I was born in a small village in the Italian Alps but have spent most of my life abroad doing media research and living in Northern Europe, North America and China. I currently live in Sweden where I have been systematically tracking my life. I’ve embarked on a 36-year-long project, from 2004 to 2040, where I am collecting eighteen different aspects of reality, from objects my right hand has touched to remnants of dreams I remember while awake.
How did you get started lifelogging/analysing data?
I was fascinated about the possibility of recording different aspects of my life like my thoughts and my dreams but got frustrated doing so on paper. I then experimented on ways to do so with digital media. With this experiment I have been able to keep track of myself without having to look back at the material I was storing in order to, for example, make it available to others.
Why do you find lifelogging so interesting?
I do not find automated forms of lifelogging that interesting but I am fascinated with manual ways to log one's life as it provides the logger with a challenge in our otherwise dull everyday life. I see manual kinds of lifelogging as a discipline as much as the ones still conducted by old men in public gardens in China. In my opinion, it is more of a form of ‘caring for oneself’ rather than ‘knowing oneself’.
How do people in your life react when they discover the extent of your lifelogging?
I generally try not to speak too much about it and first let them talk about their lives. Obviously, once somebody gets to know me, he or she will become curious about all my procedures, but in the long run I think the general feeling is that my lifelogging practice is rather unobtrusive.
What's your favourite time of day and why?
The morning because I update my lifelogging project and I feel the same joy that a farmer would feel out in his small vegetable garden, taking care of the various rows of vegetables, flowers and plants.
What do you want done with your data after you die?

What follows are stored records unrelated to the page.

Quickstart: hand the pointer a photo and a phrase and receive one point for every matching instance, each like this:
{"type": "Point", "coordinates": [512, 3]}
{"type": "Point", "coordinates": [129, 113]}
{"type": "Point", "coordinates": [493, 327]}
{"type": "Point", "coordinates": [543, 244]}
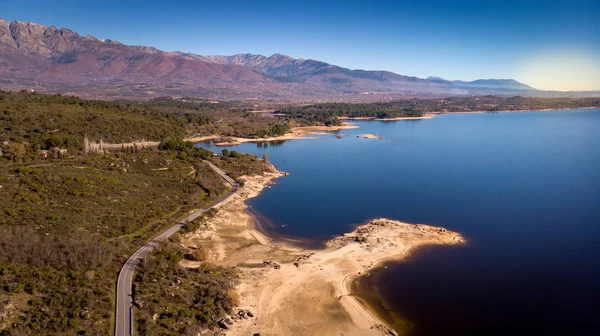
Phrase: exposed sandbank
{"type": "Point", "coordinates": [428, 115]}
{"type": "Point", "coordinates": [294, 134]}
{"type": "Point", "coordinates": [308, 292]}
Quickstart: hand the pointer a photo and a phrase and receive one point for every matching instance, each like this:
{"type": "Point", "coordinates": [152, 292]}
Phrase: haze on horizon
{"type": "Point", "coordinates": [550, 45]}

I am thinking of depositing it in the Alps where I was born. While a physical and very compact part will be buried, the data will be available as an augmented reality cathedral to mark it on top.
Is there anything about yourself that you would absolutely never like tracked?
Anything that might hurt the feelings of others.
What insights on your life has tracking your data revealed?
Firstly, I have a goal in life now, the realisation of my project which will end in 2040 when I will turn 60. Secondly, that I don’t record for myself, that I am actually stowing meaning for others, even only to let them be fascinated with the potential proliferation of our lives. Thirdly, I feel more prepared when facing a situation. I believe I have became more stoic, the love that I put into the curation of my lifelog makes me a happier and more helpful person to others.
What websites, magazines or other resources inspire, confound, amuse or irritate you?
I am generally inspired by marginal lifelogging practices that I have come across over the years on websites that have now ceased to exist. On these websites I read about Polish housewives tracking their lives for ages or other small heroes undertaking very interesting and demanding projects. I am currently writing a book on this subject.
What is your go-to piece of tech or software for lifelogging?
I don't use software but rather I act with my manual procedures as a software. I’m able to naturally embed these self-documenting procedures in my daily life. My left hand now naturally photographs my right hand using objects without me really thinking about it.
We're creating a speculative timeline of the possible future of lifelogging. We're asking everyone to make one prediction for a future date. What's yours? Feel free to think big!
I believe that people will learn to make a differentiation between the more casual and automated ways to lifelog and the more manual methods that require effort. While the former could be too compromising in the long run, a lifelogging practice that requires a more playful participation might be the key to solve the current debate regarding privacy infringement and governmental surveillance which automated forms of lifelogging might enhance.